Prince George’s County’s Planning Department is in the process of creating a new plan for the city of Greenbelt, called the Greenbelt Metro Area and MD 193 Corridor Sector Plan. The goal of the plan is to guide transit-oriented development around Greenbelt Metro Station and commercial revitalization and pedestrian-oriented improvements along the MD 193 (Greenbelt Road) corridor. In January, there was a meeting on existing transportation conditions within the sector plan area, which we reported on here.
On Thursday, a workshop focused on design issues specifically for the Greenbelt station, which is considered the north core of the sector plan. As project leader Chad Williams put it, the north core is “a linchpin” for College Park and Greenbelt. It arguably has the most potential of area covered by the sector plan.
The north core, which currently is filled with more than 3,000 parking spaces, has been zoned for mixed-use for years. In fact, the County approved a concept site plan a few years ago for the area that includes 1.1 million square feet of retail, 1.2 million square feet of office space, 1267 dwelling units, and 300 hotel rooms. Yet the site still remains a parking lot, mainly because one of the developers, Patrick Ricker, was caught bribing county officials (including former county executive Jack Johnson) in exchange for favoring his projects (You can read a more in-depth history of the Greenbelt station plan here).
Potential drawbacks to the concept plan include a large parking requirement of up to 12,000 spaces (which would be satisfied with parking garages), the inability to draw large numbers of Metro riders from DC and closer in metro stations out to Greenbelt, and competition with other shopping destinations (such as PG Plaza, Beltway Plaza, and the future East Campus, Brick Yard, and Konterra projects). Given the market constraints and the current lack of funds, it will likely take many years – even a couple of decades – before development a Greenbelt Metro is fully realized. The timeline could be accelerated if public investment is made, or if a major employer moves to the site. To that end, the project team stated that the site could instead support 2.2 million square feet of office space with 12,000 employees.

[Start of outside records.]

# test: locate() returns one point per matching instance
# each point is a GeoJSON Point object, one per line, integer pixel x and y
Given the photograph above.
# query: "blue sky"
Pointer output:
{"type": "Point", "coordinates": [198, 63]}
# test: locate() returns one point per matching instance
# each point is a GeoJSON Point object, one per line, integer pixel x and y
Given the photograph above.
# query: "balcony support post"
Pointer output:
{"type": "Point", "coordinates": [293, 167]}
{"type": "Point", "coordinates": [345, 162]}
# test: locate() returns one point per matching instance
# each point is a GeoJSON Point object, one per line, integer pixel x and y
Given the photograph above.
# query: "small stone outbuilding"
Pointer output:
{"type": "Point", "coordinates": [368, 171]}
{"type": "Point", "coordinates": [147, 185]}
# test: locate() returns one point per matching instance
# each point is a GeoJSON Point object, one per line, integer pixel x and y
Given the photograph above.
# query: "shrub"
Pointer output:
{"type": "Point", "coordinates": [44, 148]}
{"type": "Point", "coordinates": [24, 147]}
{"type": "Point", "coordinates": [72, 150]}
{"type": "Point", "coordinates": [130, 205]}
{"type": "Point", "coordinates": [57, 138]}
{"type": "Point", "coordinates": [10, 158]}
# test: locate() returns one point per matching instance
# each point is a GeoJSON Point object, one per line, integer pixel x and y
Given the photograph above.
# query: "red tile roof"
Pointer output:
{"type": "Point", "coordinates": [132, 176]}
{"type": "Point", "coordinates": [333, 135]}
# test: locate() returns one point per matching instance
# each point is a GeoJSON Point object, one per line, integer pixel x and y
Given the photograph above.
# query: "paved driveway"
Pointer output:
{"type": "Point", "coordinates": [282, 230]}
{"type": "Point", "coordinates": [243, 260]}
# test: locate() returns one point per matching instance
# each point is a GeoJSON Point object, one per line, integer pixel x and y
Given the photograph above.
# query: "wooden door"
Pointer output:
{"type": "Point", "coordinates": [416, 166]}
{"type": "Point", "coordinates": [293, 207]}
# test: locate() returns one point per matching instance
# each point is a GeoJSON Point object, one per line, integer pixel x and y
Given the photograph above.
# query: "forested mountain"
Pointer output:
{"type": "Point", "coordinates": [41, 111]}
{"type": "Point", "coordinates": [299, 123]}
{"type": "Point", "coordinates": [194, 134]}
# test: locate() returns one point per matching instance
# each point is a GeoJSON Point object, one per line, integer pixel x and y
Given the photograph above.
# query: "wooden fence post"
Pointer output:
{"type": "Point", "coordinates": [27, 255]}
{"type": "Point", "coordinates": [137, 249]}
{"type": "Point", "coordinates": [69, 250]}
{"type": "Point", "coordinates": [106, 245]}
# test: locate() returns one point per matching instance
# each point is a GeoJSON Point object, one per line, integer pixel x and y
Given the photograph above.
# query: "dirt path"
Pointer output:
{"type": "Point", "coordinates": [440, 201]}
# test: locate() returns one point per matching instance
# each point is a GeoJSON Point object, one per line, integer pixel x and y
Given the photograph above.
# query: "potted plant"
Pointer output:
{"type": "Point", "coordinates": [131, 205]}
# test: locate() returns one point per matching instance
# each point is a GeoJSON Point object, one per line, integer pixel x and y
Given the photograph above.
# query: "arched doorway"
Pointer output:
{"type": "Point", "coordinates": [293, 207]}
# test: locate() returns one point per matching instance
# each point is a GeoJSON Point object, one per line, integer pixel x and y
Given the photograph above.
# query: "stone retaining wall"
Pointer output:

The FBI, currently located in downtown DC, has outgrown the J. Edgar Hoover building and is looking to enhance its security. Last November, the Government Accountability Office (GAO) issued a report to Congress stating that relocating the FBI headquarters to another transit-accessible location in the region was both the cheapest and quickest option to allow the FBI to consolidate its workforce and maintain operational security. The relocation would require a space of 55 to 65 acres and be located on federal property, to be leased to a developer.
Although the Greenbelt station would provide the necessary space, we (and many others who attended the meeting) think it would be a detriment to the area. The FBI requires its buildings to have a level five security, which is equal to that of the Pentagon and CIA and would necessitate a 300-foot security buffer. Given that the FBI is looking to build a campus that would fill a space nearly as large as the north core, it would leave little room to the public for retail or even parking. Such a federal presence would severely restrict any attempt to bring connectivity and walkability to the station. In addition, the tax benefits from this project would be relatively small and finite compared to the mixed-use scenario.
Other issues discussed included height transition, with many people at the meeting favoring buildings no higher than 7 or 8 stories. Buildings that are 10 to 12 stories high would cast a morning shadow over homes on the eastern edge of the Hollywood neighborhood and would block views of the surrounding environment. There was general agreement that all buildings should pursue LEED certification.
Regardless of the final outcome, the project team said they will recommend the following for the sector plan:
- A full interchange with the Beltway so that the outer loop has access to the station
- Preservation of Indian Creek, which runs just east of the Greenbelt station
- A pedestrian bridge to north College Park
- Enhanced connectivity and incorporation of public spaces
- Reduction of the impervious parking spaces
The next meeting will be held on Thursday, March 22, at 6:30pm at Springhill Lake Elementary School. It will cover concepts and design for the rest of the sector area.